When we consider the biggest threat to the sustainability of Nature's services, the first word that comes to mind is carbon. Carbon, as it was put in a pro pollution advert in America is life. They were very right and because carbon is the currency on which all life depends, carbon is far more valuable than Gold.

Let me explain how the Gold-backed currency is in fact an illusion. Prior to the Second World War, most of the World's stockpile of Gold was owned by European nations. As they fought one another, most of the Gold was spent on warfare and transferred to the United States. At the end of the Second World War, the US was effectively the wealthiest nation on Earth in terms of Gold. All the State's Gold was detained in the legendary Fort Knox. In the 70s, the US debased its currency meaning it was no longer indexed on Gold. Since the Second World War, the US has become the most indebted Nation in the World and that was before the credit crunch. Since the era of Eisenower (1953), not a single independent auditor has been allowed to verify the Gold Reserves in Fort Knox (Source). Even if there was still gold left in the most secure facility in the world does it even belong to the US? The fact that no one has been allowed to check the Gold in Fort Knox for more than 50 years speaks volume. What speaks even more volumes is that when France and Switzerland, concerned about the cost of the Vietnam war, attempted to redeem their dollar holdings for gold, the US bought an end to the Gold standard. Since the 70s, the dollar is effectively a currency based on paper.
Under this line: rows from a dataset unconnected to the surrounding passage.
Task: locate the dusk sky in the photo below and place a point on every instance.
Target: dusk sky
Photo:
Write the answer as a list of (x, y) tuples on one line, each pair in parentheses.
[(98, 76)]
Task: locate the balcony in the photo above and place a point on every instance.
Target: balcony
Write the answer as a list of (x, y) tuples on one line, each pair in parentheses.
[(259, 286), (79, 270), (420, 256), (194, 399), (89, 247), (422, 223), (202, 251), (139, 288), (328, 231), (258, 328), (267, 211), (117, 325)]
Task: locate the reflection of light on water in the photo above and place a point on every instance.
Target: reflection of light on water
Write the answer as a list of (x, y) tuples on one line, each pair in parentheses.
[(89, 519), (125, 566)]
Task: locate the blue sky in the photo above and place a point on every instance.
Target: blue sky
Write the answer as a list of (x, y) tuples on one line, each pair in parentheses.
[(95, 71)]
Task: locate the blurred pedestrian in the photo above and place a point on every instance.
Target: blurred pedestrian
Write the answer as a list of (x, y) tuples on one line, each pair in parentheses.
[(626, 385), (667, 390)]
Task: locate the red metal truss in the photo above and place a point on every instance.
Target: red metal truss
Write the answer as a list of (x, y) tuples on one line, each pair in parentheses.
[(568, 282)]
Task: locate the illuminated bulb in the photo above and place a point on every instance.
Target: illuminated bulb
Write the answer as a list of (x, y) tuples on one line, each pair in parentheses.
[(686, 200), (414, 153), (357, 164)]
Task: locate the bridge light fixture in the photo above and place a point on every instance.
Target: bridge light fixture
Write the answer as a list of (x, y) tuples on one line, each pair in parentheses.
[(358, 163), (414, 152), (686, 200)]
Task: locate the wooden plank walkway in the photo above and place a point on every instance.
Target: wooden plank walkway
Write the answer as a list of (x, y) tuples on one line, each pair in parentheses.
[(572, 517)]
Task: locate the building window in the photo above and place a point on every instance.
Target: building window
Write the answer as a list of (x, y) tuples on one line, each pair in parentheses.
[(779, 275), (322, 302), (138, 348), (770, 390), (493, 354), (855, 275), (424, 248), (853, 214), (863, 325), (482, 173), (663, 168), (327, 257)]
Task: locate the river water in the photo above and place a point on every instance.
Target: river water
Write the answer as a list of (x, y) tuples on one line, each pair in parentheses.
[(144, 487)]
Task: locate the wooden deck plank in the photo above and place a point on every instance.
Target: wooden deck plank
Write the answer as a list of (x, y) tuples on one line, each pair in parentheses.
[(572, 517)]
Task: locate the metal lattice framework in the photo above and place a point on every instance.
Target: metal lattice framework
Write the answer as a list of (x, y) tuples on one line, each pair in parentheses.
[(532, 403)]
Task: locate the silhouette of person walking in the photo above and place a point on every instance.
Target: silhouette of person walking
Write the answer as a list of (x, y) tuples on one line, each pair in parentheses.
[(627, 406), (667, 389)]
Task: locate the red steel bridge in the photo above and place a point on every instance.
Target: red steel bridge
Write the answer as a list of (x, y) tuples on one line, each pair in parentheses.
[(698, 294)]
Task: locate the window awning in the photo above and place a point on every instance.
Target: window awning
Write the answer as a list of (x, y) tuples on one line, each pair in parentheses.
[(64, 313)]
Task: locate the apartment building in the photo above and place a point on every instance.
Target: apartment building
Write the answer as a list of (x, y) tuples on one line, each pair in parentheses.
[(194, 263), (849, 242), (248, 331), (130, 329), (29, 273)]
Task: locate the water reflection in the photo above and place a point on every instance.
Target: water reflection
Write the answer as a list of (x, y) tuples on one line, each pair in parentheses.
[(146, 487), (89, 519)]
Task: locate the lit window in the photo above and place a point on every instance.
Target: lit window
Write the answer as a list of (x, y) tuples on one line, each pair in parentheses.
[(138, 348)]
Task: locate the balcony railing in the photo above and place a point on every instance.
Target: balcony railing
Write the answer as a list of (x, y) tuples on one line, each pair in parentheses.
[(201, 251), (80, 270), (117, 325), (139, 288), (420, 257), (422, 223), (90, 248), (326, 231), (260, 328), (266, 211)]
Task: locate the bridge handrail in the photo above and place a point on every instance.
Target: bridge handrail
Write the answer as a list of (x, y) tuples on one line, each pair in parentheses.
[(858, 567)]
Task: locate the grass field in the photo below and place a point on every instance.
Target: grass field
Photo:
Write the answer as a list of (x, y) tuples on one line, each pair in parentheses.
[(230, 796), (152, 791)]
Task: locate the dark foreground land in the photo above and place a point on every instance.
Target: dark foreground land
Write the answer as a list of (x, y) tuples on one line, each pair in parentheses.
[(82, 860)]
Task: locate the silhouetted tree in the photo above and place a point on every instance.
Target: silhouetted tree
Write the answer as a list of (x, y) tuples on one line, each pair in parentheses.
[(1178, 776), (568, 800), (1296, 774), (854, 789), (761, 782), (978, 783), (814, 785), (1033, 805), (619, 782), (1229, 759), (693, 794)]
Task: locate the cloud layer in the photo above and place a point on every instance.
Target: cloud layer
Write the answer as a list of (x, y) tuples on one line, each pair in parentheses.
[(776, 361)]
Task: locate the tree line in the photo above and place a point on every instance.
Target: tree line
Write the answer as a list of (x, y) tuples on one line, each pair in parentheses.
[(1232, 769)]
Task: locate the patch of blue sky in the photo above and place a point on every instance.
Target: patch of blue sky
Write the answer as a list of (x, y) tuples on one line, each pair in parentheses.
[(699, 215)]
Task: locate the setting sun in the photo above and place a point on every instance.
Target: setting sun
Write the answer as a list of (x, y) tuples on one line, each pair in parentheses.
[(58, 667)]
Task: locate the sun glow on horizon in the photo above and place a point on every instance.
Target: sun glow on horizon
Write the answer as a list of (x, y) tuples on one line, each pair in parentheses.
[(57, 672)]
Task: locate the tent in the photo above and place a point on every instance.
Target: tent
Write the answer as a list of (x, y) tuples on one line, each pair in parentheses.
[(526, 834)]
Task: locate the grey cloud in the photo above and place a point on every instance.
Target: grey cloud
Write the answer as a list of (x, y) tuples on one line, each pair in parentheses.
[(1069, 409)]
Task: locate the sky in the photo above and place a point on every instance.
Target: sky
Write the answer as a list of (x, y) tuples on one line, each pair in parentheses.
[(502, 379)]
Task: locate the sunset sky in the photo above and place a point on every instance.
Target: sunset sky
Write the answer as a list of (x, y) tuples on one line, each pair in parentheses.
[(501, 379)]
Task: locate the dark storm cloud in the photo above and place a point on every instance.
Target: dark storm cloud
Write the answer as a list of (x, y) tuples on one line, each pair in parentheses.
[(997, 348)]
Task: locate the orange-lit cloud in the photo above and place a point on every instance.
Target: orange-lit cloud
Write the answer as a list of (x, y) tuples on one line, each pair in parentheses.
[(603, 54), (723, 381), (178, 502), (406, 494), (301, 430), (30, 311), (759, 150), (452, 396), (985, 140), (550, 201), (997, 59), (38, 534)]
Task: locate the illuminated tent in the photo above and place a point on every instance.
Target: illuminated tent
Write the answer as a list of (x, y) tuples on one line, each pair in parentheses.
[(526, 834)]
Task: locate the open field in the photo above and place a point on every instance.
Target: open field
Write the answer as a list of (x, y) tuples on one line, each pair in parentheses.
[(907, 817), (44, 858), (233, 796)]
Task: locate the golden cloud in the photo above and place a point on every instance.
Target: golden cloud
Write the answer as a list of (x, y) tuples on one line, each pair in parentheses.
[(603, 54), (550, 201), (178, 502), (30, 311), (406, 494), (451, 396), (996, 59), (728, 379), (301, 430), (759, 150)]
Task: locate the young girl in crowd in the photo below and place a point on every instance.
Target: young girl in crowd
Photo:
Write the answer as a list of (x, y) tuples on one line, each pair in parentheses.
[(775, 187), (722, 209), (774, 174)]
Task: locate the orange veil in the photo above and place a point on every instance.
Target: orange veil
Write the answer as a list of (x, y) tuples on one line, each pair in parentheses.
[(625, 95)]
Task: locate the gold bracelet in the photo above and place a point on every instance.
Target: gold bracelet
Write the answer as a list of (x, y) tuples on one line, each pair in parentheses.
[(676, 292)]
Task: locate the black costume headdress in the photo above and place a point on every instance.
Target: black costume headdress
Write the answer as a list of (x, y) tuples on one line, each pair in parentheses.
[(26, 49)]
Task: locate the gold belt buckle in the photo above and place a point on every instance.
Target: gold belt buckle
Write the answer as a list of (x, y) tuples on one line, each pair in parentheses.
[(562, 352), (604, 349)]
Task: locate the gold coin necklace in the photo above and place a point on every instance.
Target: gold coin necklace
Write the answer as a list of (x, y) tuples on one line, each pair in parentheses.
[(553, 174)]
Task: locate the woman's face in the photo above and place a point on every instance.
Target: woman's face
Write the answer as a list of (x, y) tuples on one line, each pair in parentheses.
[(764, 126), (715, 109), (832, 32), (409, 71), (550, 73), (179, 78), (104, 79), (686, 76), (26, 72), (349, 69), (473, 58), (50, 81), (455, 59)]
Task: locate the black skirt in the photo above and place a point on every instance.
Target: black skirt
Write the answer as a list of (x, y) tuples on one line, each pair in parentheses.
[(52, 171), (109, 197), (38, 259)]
The fact the US is the biggest military power in the world, the fact that it supposedly has $137 billion in gold reserves and that petrol is only quoted in dollars (Saddam wanted it quoted in Euros, but they made sure that didn't happen) has been enough to insure the dollar was the strongest currency in the world and 35 years of unparalleled growth.

You now understand that the strongest and most emblematic currency in the world is defacto worthless yet if you check its current value against other currencies, you will be surprised by the fact that there has not been any kind of major run on the dollar for the past 50 years. So long as no one officially knows that there is no Gold in Fort Knox, the deception can continue. This deception has not in any way prevented the US from becoming the richest country in the world. This lends credit to my assertion that money is just an idea, although keeping it that way requires a lot of political engineering.

It is thus not so far fetched to propose that currencies be based on thin air. Since the dollar is just paper, what's to stop us from assigning an imaginary value to it? So long as everyone agrees on it, trade can continue.

What I propose next is a little complicated and it assumes no manipulations which is unlikely but let's assume for a minute we can get a grip over politician's trickery. The Carbon Standard would be based on the carbon levels necessary to keep temperatures below two degrees ie less than 400ppm. Each tonne of carbon could be assigned a nominal value and the currency would be based on that.

Ever heard the expression money rules the world? What if money was an illusion, what rules the world then? Whatever we want it to be. Now let me sell you on the Carbon Standard.

Carbon is easily dividable, durable (it lasts more than 1000 years in the atmosphere) and it is scarce. Those who argue that carbon is not scarce need to understand there are two kinds of carbon: there's the carbon that keeps us alive, the carbon that has enabled us to evolve to where we are now, the carbon that allows a natural greenhouse effect and then there's the excess carbon, the additional 30% we've added to the atmosphere since pre- industrial levels. This carbon comes directly from stored sunlight. Over the past 60 million years, plants and vegetation on earth have been absorbing sunlight. As time has passed, this vegetation has died and thanks to some wonderful natural processes that happened over millions of years, we now have reserves of coal, gas and oil. This is all stored sunlight and this is precisely what our economies rely on worldwide to function. If we continue burning it just because it's free and still abundant, we're going to kill ourselves. Stored sunlight is carbon; the climate and the planet are only stable and facilitating life because there is just the right mix of carbon in the atmosphere and just the right ecosystems in place to regenerate the Planet. There is an active Yin and Yang process on this Planet that is just stable enough to enable life.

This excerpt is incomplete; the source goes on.